Why the Farm Bill May Impact the FDA Budget
Last week, I wrote that FDA benefits from being “in an appropriations bill [Ag/FDA] that is considered one of the least controversial.” For example, when Congress finally resolved FY 13 spending in March of this year, the Ag/FDA appropriations bill was one of a handful of full spending bills and not part of the continuing resolution (CR).
As a result, FDA received increases in its base before reductions were taken for the rescission and sequester. By contrast, NIH — which enjoys broad Congressional support but is part of the more controversial Labor-HHS bill — was in the CR portion and it was not possible for the appropriations committee to give it a little extra before cuts were taken.
However, the book on the agriculture/FDA appropriations bill may be in the process of being re-written. With it may go one of the most enduring and unusual legislative partnerships, one commonly attributed to the bipartisan work of former Senators George McGovern and Bob Dole. For much of the last four decades, rural legislators have supported nutrition (feeding) programs such as food stamps and, in exchange, urban legislators have supported agricultural subsidy programs.

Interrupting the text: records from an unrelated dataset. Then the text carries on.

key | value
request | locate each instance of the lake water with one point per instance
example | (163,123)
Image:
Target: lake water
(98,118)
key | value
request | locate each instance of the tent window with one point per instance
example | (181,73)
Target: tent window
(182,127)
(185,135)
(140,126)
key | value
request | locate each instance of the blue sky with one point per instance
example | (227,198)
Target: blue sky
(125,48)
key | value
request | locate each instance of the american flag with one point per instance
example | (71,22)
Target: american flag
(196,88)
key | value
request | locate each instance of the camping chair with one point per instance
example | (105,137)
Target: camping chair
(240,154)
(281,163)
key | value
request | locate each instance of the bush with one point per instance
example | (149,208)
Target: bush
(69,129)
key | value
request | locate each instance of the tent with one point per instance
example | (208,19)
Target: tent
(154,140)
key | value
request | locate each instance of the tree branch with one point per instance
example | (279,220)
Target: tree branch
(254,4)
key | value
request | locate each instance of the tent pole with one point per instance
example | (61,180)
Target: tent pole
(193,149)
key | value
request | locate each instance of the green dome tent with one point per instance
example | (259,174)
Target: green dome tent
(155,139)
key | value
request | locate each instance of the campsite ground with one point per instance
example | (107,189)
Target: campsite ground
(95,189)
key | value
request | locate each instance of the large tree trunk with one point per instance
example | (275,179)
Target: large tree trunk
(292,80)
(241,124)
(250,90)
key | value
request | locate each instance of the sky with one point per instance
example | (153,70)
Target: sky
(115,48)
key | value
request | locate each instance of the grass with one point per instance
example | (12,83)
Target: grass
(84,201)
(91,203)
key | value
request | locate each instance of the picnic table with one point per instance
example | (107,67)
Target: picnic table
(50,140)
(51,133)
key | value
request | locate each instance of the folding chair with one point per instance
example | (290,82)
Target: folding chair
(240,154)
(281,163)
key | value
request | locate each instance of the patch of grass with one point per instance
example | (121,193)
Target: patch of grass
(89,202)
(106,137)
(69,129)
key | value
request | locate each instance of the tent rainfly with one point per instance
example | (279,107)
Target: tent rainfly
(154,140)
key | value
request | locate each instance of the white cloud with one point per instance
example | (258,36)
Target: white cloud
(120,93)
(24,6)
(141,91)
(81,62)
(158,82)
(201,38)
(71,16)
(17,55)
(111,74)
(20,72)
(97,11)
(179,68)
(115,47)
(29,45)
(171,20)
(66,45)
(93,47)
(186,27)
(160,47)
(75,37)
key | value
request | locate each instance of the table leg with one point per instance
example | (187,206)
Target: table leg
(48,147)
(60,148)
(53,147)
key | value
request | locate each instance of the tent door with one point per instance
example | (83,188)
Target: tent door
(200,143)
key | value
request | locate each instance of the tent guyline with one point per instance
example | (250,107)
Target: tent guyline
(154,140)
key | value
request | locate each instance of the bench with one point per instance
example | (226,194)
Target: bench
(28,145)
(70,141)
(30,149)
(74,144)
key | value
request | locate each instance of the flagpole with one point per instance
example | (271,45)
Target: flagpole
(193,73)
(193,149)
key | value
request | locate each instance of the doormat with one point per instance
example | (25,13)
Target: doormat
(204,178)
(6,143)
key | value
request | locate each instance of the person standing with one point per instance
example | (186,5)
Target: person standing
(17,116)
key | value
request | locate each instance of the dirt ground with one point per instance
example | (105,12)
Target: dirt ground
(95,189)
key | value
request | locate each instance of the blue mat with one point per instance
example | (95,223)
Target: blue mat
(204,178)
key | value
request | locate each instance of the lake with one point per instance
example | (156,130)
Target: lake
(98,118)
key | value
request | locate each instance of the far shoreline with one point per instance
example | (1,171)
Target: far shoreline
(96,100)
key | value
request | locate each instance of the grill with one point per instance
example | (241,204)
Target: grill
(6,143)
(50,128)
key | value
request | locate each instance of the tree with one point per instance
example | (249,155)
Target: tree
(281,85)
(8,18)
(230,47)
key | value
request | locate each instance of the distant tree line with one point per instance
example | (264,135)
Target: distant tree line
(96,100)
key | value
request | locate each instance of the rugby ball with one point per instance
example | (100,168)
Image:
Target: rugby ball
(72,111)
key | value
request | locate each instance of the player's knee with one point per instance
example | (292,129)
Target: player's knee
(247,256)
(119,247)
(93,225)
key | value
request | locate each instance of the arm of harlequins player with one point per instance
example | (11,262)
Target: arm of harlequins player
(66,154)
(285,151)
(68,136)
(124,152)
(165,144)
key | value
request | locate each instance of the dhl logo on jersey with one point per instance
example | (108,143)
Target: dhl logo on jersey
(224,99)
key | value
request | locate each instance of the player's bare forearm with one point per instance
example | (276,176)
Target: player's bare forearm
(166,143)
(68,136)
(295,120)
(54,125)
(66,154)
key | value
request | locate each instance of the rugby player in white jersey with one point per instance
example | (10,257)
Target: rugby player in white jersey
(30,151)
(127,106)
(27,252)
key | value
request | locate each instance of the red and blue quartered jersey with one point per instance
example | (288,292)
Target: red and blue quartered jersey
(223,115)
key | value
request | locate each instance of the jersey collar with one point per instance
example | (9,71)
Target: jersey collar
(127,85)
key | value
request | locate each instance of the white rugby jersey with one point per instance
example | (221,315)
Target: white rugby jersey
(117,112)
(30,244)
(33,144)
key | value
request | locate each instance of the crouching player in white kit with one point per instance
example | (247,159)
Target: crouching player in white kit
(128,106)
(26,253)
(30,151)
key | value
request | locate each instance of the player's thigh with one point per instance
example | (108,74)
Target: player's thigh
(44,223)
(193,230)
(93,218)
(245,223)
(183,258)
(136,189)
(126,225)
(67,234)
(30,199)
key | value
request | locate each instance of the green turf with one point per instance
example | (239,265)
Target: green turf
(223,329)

This fell apart (or so it seems right now) when the House took up the farm bill on June 20 and the bill was unexpectedly defeated. The trigger was adoption of an amendment that would make changes and force further cuts in the Supplemental Nutrition Assistance Program (SNAP, a.k.a. food stamps). Once that became part of the legislation, Democrats dropped their support for the bill and in the ensuing vote the entire legislation failed 234 to 195. House leadership has taken significant heat from Democrats and conservative Republicans (for different reasons) and must now figure out how to put together legislation that can pass the House.
The same trade-offs — how much for SNAP, how much for agricultural programs — are a central component of any House consideration of the Agriculture/FDA appropriations bill. Two weeks ago, the compromises embedded in the committee-passed Ag/FDA spending bill were presumed to be ones that could survive House floor debate. No one can be sure of that right now and the potential for acrimony and surprises must be considered quite large following the farm bill debate.
In one sense, this has nothing to do with FDA, whose fortunes are not tied to the historical urban/rural partnership. However, the agency’s funding might be affected if the Ag/FDA appropriations bill is no longer considered among the least controversial. Further, it cannot be predicted in advance whether the SNAP/agricultural subsidies debate can occur without reconsideration of all spending commitment made in the Ag/FDA spending bill.
We are concerned by these developments and it is something we will be watching closely over the next month.